Dernier grand amour avant péage

Lucie soupira en compulsant son magazine, destiné aux Seniors. En être encore à écumer les petites annonces à son âge la déprimait. Toute une vie passée à chercher le grand amour, le prince charmant, l’âme sœur et autres fadaises, pour trouver quoi, en fin de compte ? Un charlatan qui l’avait plaquée avec deux enfants en bas âge pour une rafistolée, un égoïste professionnel qui conjuguait tous les verbes à la première personne du singulier, un épuisé congénital qui se traînait du canapé au lit, et un décérébré vertical qui votait toujours de travers. De quoi porter plainte contre Platon. Malheureusement, elle ne parvenait pas à naviguer en solitaire. Voilà pourquoi elle cochait tristement les rares petites annonces qui éveillaient une vague pulsation au fond de son moi désabusé.

Lucie n’avait plus vraiment d’exigences.

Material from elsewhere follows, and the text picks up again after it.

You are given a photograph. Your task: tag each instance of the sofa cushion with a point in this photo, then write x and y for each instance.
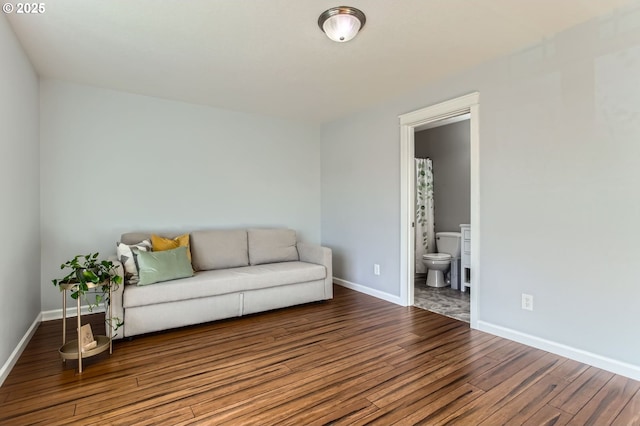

Ni d’ailleurs grand-chose à donner. Un compagnon affable lui suffirait. Si possible à l’opposé de ses navrants prédécesseurs. Ce qui faisait déjà beaucoup, finalement. Elle soupira à nouveau. Même si elle ne voyait aucun avantage à la vie commune à part une présence animée, elle se refusait à prendre un chien pour lui tenir compagnie. Et encore moins à intégrer une maison de retraite, emplie d’ankylosées.

Elle sortit son papier à lettres et s’attela à l’ouvrage en maugréant contre son incapacité à terminer son existence en solo. Seule pensée réconfortante : à son âge, la vie commune ne risquait pas de s’éterniser bien longtemps.